Posted on:2017-03-15Degree:MasterType:Thesis
Country:ChinaCandidate:P YangFull Text:PDF
GTID:2348330488474223Subject:Information Warfare Technology
Abstract/Summary:PDF Full Text Request
In recent years,the failures in electronic system’s essential module parts or the key components often lead to the disastrous accidents occur,which cause the vast loss of the manpower,the material resource and the financial resource et al. All governments urgently need to realize Condition-Based Maintenance on electronic systems,which is based on the fault prognostic and health management technique,and this technique can avoid the overmuch maintenance of traditional fixed-time maintenance or the huge loss of subsequent maintenance. Fault Prognostic and Health Management(PHM) arouses the domestic and foreign researchers’ enormous interest.At present the research results in this domain are very few especially the domestic research just is in start stage,therefore PHM will be the key research direction in the future.PHM mainly includes some key points such as state monitoring and health management,module-level or component-level fault diagnosis and state prediction et al.
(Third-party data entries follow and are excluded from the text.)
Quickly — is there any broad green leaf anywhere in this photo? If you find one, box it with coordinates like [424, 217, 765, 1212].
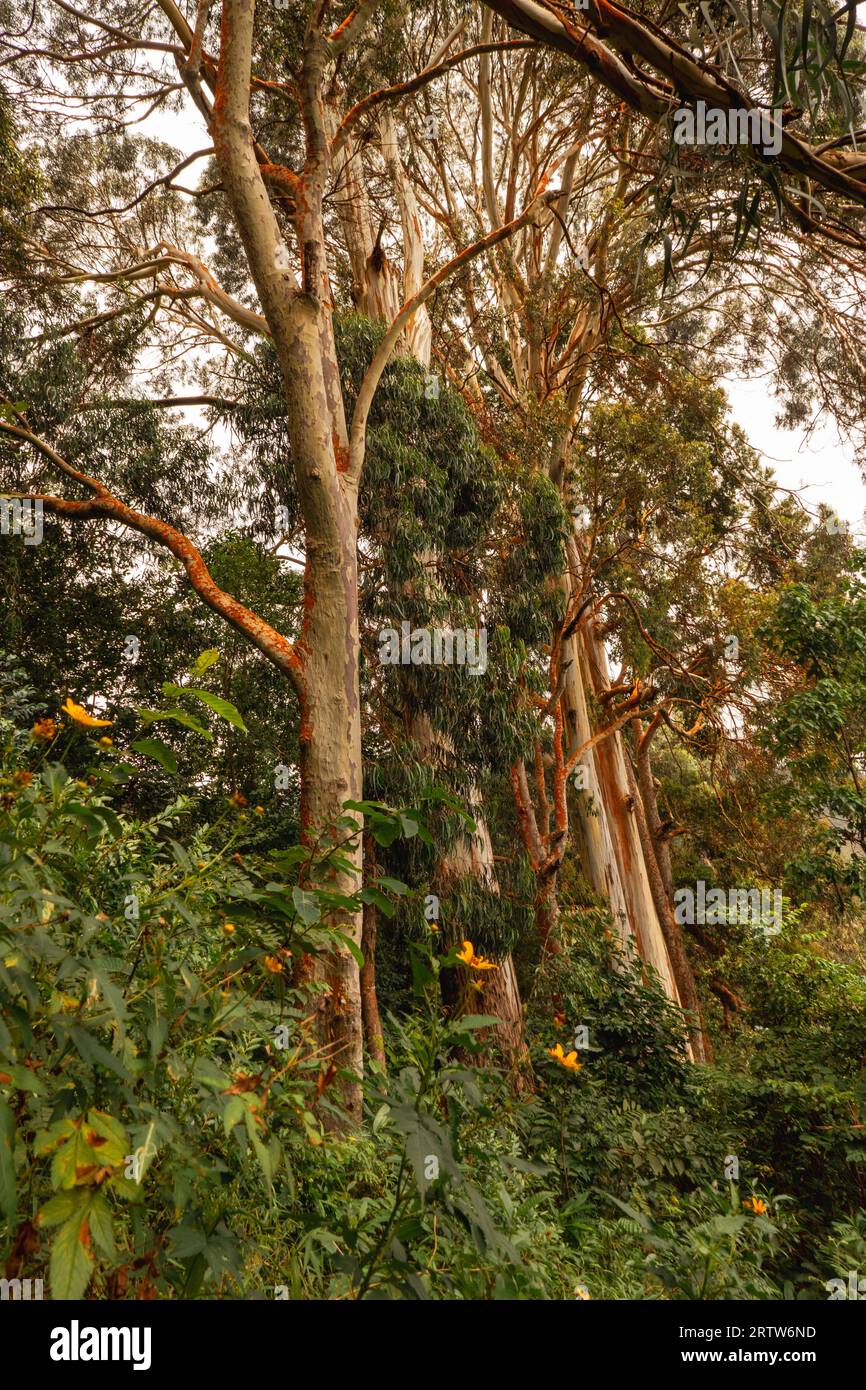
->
[292, 887, 321, 927]
[49, 1212, 93, 1300]
[163, 684, 249, 734]
[136, 708, 214, 742]
[189, 646, 220, 681]
[0, 1062, 46, 1095]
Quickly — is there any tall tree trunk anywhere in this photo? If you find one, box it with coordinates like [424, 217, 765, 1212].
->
[631, 719, 713, 1062]
[328, 107, 528, 1076]
[211, 0, 363, 1122]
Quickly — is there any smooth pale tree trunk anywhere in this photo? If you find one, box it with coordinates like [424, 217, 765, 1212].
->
[328, 108, 528, 1076]
[631, 719, 713, 1062]
[211, 0, 363, 1122]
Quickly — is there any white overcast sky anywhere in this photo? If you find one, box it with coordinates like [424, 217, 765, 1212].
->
[143, 104, 866, 543]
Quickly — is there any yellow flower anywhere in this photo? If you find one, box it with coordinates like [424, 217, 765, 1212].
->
[548, 1043, 582, 1072]
[742, 1197, 767, 1216]
[60, 699, 114, 728]
[457, 941, 498, 970]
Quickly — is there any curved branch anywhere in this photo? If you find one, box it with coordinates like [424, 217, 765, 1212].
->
[0, 420, 304, 696]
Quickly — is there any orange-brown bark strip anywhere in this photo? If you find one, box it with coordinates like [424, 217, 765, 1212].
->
[484, 0, 866, 219]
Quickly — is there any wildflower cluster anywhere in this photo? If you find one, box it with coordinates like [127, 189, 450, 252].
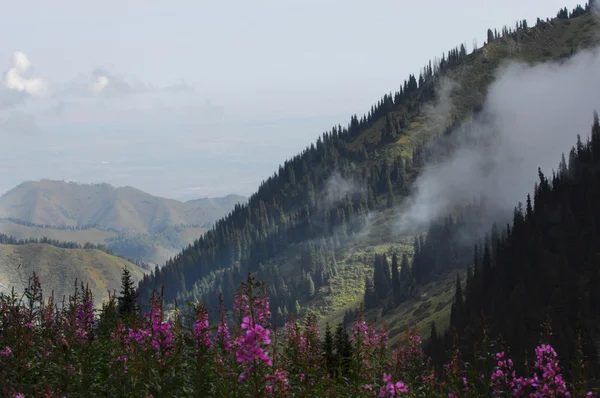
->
[0, 277, 592, 397]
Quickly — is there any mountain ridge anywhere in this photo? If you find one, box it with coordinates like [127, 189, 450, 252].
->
[0, 179, 246, 233]
[0, 243, 146, 308]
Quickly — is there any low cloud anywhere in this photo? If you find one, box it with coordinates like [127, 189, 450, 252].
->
[398, 45, 600, 232]
[0, 111, 42, 136]
[2, 51, 49, 98]
[88, 68, 153, 97]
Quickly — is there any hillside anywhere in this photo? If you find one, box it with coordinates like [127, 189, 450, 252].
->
[0, 244, 144, 306]
[140, 8, 600, 346]
[0, 180, 245, 233]
[0, 180, 246, 265]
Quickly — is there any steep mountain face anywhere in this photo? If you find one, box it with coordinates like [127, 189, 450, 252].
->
[0, 180, 246, 265]
[0, 180, 244, 233]
[422, 114, 600, 376]
[0, 243, 146, 307]
[139, 8, 598, 334]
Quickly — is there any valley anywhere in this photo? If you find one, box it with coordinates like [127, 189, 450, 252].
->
[0, 1, 600, 398]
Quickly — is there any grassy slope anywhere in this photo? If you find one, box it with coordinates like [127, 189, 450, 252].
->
[274, 15, 599, 340]
[0, 180, 237, 264]
[0, 180, 245, 233]
[0, 244, 144, 305]
[0, 220, 207, 265]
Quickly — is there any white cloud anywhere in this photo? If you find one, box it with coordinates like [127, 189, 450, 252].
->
[89, 76, 109, 95]
[2, 51, 48, 98]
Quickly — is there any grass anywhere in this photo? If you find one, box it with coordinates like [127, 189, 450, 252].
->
[0, 244, 144, 306]
[290, 15, 600, 342]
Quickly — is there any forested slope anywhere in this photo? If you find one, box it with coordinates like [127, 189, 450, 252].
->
[139, 7, 597, 332]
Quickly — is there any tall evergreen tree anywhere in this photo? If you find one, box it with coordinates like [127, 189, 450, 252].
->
[118, 267, 139, 316]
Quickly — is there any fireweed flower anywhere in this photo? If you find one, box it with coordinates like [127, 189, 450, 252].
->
[0, 346, 12, 359]
[217, 318, 233, 351]
[235, 317, 273, 366]
[194, 310, 212, 348]
[75, 297, 94, 341]
[379, 373, 408, 397]
[265, 370, 290, 394]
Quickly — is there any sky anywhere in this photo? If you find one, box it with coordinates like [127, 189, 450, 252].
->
[0, 0, 577, 200]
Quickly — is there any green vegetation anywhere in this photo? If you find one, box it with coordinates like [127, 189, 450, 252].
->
[0, 243, 146, 307]
[140, 8, 598, 342]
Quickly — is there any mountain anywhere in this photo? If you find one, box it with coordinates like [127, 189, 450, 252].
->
[139, 3, 600, 352]
[0, 180, 244, 233]
[0, 239, 147, 307]
[0, 180, 246, 265]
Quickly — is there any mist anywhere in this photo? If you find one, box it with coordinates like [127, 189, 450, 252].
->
[397, 45, 600, 233]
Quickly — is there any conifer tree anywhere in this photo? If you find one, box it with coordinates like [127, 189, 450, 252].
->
[392, 253, 401, 303]
[118, 267, 139, 316]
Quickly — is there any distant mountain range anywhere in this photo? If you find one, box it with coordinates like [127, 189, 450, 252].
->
[0, 243, 145, 307]
[0, 180, 246, 233]
[0, 180, 247, 265]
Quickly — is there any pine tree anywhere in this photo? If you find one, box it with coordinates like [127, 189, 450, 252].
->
[118, 267, 139, 316]
[323, 322, 338, 374]
[392, 253, 401, 303]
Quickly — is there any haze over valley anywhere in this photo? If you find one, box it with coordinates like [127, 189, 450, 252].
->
[0, 0, 600, 398]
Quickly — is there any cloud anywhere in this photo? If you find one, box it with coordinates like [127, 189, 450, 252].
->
[2, 51, 49, 98]
[399, 49, 600, 232]
[88, 68, 153, 97]
[164, 80, 194, 93]
[90, 76, 108, 95]
[0, 111, 42, 136]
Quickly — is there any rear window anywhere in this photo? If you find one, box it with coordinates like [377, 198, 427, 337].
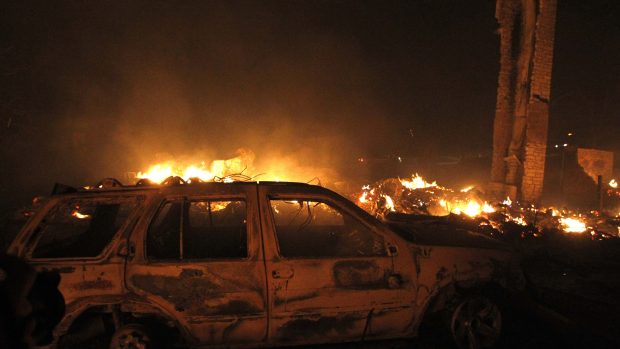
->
[32, 199, 136, 258]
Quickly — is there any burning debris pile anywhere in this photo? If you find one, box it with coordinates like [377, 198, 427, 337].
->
[135, 149, 255, 184]
[357, 174, 620, 240]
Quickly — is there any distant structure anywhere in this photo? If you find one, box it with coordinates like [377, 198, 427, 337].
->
[490, 0, 556, 203]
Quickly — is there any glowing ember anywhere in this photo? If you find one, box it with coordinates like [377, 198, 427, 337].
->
[136, 152, 254, 183]
[560, 217, 587, 233]
[71, 210, 90, 219]
[381, 195, 396, 212]
[461, 185, 474, 193]
[502, 196, 512, 206]
[358, 191, 368, 204]
[400, 173, 437, 190]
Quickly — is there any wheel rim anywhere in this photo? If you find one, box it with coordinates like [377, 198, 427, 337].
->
[451, 297, 502, 349]
[114, 328, 150, 349]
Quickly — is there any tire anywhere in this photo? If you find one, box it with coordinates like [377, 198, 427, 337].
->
[110, 324, 155, 349]
[450, 295, 506, 349]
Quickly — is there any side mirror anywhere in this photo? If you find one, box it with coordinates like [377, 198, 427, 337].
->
[388, 245, 398, 257]
[116, 241, 136, 259]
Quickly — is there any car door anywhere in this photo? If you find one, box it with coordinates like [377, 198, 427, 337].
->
[24, 194, 143, 304]
[127, 185, 267, 345]
[259, 184, 415, 344]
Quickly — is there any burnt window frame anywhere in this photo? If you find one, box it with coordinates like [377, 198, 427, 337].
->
[26, 195, 145, 262]
[267, 193, 391, 260]
[142, 195, 251, 264]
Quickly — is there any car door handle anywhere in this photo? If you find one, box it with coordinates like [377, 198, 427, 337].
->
[271, 268, 295, 279]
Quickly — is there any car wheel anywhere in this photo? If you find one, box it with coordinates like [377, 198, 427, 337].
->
[450, 296, 502, 349]
[110, 324, 154, 349]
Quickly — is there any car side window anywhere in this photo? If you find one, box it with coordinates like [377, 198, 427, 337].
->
[146, 200, 248, 260]
[32, 199, 136, 258]
[146, 201, 183, 260]
[271, 199, 387, 258]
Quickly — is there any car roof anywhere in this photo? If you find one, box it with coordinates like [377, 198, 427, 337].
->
[52, 180, 332, 196]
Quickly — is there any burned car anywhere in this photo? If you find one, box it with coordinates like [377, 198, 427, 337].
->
[9, 178, 523, 348]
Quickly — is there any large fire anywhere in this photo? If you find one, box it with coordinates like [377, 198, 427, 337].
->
[128, 151, 620, 236]
[136, 155, 251, 183]
[356, 173, 620, 237]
In this paper, the power system of theodolite is research object,the main works of this dissertation are shown as follows:(1) Based on the OSA-CBM model of open architecture, the framework, requirement, function module and key technology of health management system are analyzed.(2) For the specific power system of theodolite, after comparing many kinds of feature extraction algorithms, the improved LDA algorithm is selected to extract the feature of voltage, and the CHMM diagnosis algorithm is combined to realize the state monitoring and fault diagnosis of the power system.(3) By analyzing the time series forecasting method based on LS-SVM, proposing two kinds of super parameters optimization method based on multi level grid search and genetic algorithm,and compared their performance through experiments. Then combined with the good fault recognition ability of HMM, the LSSVM-HMM prediction method is proposed, and its effectiveness is verified by experiments.(4) Finally, based on the above theoretical knowledge, this paper analyzes the requirements of fault diagnosis and health management system, and develops the main function of the system software. This software is a universal software, which can provide reference for future health management software.In this paper, the coupling between the different modules of the health management software is low, and it can be used as a prototype system to further expand the health management system software.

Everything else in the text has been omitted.